Coming to Union by way of two big cities, Brooklyn and the 12th century city of Gomel in Belarus, Alexandra Dubodel is enjoying the closeness and support of the small College community, whether she's researching internships at the Becker Career Center or throwing herself into volleyball, a sport she'd never before played.

“Union is a great school, with a tight-knit feeling,” she says, noting it's half the size of her alma mater, Brooklyn Technical High School. “Here, it's easy to get 1-on-1 attention, whatever your issues are.”

In Gomel, Dubodel studied art, piano, gymnastics, ballet, and ballroom and traditional Belarusian dancing. Many of her classes were at the Palace of the Pioneers in the local park, a city unto itself, “like Central Park, only with castles.” When she was 11, her family moved to New York.

Dubodel has gotten good at shuttling between different worlds and finding her own niche.

She's studying sociology, French and freshman preceptorial this term. In the fall, she kept busy at her job in the Yulman Theatre as part of the costume crew for A Midsummer Night's Dream.

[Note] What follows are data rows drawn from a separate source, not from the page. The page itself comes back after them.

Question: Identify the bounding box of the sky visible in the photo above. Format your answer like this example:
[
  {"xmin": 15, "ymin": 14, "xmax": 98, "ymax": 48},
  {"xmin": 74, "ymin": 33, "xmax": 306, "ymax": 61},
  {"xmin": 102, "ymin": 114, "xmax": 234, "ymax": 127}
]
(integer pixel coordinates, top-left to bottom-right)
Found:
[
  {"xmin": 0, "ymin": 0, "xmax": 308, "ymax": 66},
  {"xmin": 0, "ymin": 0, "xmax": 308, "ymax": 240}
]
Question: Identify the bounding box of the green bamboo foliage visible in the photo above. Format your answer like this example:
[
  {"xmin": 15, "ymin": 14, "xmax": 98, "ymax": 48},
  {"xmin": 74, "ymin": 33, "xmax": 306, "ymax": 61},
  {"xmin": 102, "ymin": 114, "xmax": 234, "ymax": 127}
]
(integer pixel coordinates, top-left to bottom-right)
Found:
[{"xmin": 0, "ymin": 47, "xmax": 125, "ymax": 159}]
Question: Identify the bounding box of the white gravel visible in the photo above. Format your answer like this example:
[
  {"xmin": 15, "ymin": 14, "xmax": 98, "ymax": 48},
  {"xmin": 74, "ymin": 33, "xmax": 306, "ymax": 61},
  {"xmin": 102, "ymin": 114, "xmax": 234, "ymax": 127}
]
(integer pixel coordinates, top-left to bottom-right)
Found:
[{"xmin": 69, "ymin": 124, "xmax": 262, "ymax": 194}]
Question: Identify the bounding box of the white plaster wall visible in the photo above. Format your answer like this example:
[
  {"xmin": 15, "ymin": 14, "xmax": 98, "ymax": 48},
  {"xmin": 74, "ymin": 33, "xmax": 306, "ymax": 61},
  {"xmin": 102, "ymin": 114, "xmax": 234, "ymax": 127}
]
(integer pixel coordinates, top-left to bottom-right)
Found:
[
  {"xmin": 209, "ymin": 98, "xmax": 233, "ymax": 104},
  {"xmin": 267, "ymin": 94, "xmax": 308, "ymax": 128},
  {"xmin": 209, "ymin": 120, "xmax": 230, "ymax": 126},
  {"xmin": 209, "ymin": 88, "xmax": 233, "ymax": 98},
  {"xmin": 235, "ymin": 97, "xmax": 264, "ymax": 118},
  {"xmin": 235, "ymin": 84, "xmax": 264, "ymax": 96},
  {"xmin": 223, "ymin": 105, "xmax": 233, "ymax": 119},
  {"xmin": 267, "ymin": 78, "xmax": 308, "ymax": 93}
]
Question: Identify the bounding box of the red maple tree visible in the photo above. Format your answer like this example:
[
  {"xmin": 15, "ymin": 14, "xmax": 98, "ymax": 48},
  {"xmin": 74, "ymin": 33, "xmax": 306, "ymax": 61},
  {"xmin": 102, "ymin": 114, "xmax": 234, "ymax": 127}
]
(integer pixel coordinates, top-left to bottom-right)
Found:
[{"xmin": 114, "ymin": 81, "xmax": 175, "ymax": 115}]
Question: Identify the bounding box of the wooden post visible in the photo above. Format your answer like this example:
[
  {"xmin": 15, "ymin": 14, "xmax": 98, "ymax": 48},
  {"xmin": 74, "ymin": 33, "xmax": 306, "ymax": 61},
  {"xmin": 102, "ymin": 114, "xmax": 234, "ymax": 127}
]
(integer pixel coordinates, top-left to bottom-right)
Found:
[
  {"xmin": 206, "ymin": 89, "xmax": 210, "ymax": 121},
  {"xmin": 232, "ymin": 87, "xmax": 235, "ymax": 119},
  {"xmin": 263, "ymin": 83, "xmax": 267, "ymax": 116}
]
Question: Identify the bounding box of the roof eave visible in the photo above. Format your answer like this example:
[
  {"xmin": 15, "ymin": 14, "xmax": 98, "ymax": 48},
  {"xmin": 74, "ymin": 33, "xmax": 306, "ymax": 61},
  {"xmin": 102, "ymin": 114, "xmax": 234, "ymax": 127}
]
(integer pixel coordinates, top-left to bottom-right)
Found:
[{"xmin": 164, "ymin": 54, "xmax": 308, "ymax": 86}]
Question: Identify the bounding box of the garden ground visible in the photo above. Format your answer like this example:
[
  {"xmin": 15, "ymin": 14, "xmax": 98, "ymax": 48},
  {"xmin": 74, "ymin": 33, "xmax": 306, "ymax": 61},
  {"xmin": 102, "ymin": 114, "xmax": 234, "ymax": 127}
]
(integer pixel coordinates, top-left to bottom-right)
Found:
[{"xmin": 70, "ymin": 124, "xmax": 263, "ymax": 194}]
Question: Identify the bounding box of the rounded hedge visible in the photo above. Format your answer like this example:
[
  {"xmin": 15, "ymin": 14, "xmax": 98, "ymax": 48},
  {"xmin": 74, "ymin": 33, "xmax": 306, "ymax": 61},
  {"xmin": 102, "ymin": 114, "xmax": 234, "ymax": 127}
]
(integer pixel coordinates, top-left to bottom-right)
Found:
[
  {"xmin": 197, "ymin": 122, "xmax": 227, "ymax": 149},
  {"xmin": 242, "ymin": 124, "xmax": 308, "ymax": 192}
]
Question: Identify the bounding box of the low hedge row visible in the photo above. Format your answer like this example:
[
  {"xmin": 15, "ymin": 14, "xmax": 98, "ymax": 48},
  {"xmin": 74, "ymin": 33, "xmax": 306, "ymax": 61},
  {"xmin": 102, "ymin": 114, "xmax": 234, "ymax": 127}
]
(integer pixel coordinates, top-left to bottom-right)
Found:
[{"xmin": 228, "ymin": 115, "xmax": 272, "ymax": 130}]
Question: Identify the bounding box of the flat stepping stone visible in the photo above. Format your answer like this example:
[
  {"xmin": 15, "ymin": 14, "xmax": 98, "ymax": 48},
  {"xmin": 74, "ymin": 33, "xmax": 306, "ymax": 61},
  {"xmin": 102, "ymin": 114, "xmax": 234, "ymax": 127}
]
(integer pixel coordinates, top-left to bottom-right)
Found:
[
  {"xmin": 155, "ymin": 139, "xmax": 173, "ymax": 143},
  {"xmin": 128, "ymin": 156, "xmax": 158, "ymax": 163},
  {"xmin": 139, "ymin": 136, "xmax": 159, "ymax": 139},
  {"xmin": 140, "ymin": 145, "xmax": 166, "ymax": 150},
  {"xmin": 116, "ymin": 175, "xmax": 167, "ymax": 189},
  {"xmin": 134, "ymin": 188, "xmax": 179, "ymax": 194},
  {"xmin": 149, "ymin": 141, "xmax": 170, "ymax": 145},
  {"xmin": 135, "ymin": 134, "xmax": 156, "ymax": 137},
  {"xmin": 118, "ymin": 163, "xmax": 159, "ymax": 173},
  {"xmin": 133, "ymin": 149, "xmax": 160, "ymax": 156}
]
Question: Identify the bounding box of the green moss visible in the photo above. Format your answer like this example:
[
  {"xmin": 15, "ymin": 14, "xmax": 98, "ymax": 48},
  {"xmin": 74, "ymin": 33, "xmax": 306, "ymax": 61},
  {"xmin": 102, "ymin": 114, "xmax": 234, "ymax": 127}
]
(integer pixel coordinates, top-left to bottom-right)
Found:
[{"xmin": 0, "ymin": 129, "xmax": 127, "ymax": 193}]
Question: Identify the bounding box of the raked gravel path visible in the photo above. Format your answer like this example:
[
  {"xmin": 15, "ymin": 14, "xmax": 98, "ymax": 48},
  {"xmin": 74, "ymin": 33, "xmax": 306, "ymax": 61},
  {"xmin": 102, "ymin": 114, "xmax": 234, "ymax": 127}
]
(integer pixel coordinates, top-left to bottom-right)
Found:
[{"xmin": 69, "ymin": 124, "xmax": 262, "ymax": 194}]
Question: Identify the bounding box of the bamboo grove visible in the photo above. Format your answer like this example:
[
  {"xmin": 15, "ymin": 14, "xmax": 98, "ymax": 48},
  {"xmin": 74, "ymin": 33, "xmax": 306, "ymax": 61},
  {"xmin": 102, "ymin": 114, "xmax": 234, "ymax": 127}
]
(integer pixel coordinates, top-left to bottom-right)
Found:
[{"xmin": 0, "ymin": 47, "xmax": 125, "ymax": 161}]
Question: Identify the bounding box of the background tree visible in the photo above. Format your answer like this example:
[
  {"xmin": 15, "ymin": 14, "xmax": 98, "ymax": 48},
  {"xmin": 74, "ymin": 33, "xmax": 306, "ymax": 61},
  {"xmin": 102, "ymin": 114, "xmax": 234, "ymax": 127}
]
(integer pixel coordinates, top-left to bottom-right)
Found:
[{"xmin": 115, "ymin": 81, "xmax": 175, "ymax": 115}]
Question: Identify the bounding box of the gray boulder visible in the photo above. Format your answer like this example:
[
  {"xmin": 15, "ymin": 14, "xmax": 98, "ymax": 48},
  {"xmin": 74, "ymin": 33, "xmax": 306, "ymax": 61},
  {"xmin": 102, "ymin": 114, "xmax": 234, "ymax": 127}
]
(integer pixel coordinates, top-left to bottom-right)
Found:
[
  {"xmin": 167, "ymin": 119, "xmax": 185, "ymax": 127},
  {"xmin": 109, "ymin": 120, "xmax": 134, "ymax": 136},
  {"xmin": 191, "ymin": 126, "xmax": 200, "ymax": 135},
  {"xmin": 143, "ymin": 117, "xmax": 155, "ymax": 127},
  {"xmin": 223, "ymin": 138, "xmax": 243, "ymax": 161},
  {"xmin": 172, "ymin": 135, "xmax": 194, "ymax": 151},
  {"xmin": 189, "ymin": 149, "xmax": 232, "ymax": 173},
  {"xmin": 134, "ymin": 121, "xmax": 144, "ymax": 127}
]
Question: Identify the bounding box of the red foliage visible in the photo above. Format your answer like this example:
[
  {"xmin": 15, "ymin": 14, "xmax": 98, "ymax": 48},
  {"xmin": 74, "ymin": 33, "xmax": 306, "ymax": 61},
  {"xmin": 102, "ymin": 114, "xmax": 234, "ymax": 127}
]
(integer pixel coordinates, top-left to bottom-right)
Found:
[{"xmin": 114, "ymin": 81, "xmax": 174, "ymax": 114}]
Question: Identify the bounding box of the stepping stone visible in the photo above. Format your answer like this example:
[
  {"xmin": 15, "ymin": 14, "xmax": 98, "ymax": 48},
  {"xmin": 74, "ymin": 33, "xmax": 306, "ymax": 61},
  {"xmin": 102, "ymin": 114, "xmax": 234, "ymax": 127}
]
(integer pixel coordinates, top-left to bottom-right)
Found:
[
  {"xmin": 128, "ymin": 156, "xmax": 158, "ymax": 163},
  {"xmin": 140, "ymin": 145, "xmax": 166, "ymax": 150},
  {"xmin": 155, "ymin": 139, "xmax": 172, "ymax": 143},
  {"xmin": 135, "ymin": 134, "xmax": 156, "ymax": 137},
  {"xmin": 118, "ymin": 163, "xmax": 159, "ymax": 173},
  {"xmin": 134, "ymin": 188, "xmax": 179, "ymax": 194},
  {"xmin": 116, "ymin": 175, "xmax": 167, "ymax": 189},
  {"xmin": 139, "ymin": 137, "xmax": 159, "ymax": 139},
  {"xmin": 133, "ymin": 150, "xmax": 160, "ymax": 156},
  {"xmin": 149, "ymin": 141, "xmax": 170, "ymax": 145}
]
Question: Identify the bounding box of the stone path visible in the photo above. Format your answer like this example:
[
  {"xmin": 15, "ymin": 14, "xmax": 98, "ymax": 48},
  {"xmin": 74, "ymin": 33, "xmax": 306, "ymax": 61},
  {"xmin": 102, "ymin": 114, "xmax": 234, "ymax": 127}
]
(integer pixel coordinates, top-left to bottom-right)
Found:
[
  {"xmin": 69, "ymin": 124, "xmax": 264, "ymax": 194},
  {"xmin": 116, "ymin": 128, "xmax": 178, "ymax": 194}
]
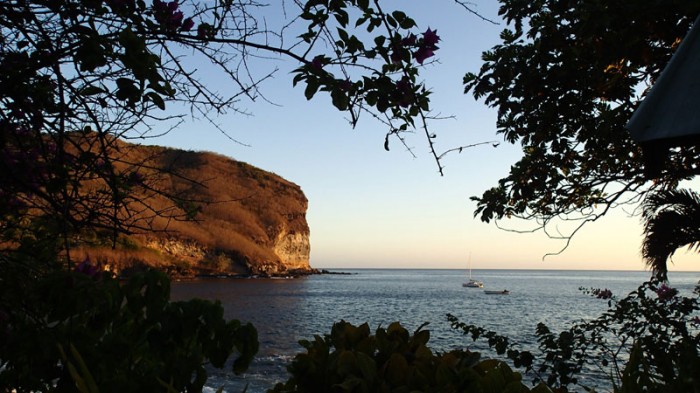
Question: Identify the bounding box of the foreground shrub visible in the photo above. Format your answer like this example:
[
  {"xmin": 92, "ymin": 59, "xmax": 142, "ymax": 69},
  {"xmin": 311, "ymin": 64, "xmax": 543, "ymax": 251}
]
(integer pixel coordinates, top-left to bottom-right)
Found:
[
  {"xmin": 270, "ymin": 321, "xmax": 550, "ymax": 393},
  {"xmin": 0, "ymin": 259, "xmax": 258, "ymax": 392}
]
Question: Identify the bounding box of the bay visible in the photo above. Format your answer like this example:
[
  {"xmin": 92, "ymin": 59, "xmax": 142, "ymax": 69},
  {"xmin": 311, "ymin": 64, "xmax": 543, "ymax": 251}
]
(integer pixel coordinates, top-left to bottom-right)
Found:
[{"xmin": 171, "ymin": 269, "xmax": 700, "ymax": 393}]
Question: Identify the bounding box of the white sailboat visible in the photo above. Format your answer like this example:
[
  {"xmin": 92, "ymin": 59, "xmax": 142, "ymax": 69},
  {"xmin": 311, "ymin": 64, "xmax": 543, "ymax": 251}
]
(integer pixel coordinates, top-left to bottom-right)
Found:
[{"xmin": 462, "ymin": 253, "xmax": 484, "ymax": 288}]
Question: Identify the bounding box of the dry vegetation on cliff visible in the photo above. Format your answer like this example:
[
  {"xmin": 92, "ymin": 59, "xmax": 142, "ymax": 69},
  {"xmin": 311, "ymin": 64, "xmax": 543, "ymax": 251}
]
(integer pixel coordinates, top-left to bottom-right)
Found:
[{"xmin": 75, "ymin": 136, "xmax": 310, "ymax": 274}]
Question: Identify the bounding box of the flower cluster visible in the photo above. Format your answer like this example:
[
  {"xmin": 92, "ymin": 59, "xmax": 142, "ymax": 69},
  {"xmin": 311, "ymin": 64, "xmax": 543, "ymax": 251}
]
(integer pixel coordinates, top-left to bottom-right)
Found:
[
  {"xmin": 690, "ymin": 317, "xmax": 700, "ymax": 327},
  {"xmin": 153, "ymin": 0, "xmax": 194, "ymax": 33},
  {"xmin": 413, "ymin": 28, "xmax": 440, "ymax": 64},
  {"xmin": 656, "ymin": 284, "xmax": 678, "ymax": 302},
  {"xmin": 389, "ymin": 28, "xmax": 440, "ymax": 64}
]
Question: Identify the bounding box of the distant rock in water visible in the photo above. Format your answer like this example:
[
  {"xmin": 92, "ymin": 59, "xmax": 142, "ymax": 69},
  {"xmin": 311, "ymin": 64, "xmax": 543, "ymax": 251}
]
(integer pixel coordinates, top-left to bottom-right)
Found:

She loves Minerva life at Wold House, dorm living at West College. She recently bought a Japanese fighting fish for her room, named Bartleby, after Melville's novella, Bartleby, the Scrivener. In addition to campus life, she's exploring “a lot of Schenectady's lovely Greek Orthodox churches.”

On breaks, this self-described bookworm tries to tackle her collection of Gogol (“I miss reading in Russian”). And she's excited about her decision to be an art history major; art, English and biology were all possibilities for the young woman who seems to find joy in every experience.

Overarching everything, there's the excitement of being a Henle Scholar.

“When I found out, I did a little dance, a happy dance, a victory dance,” she says.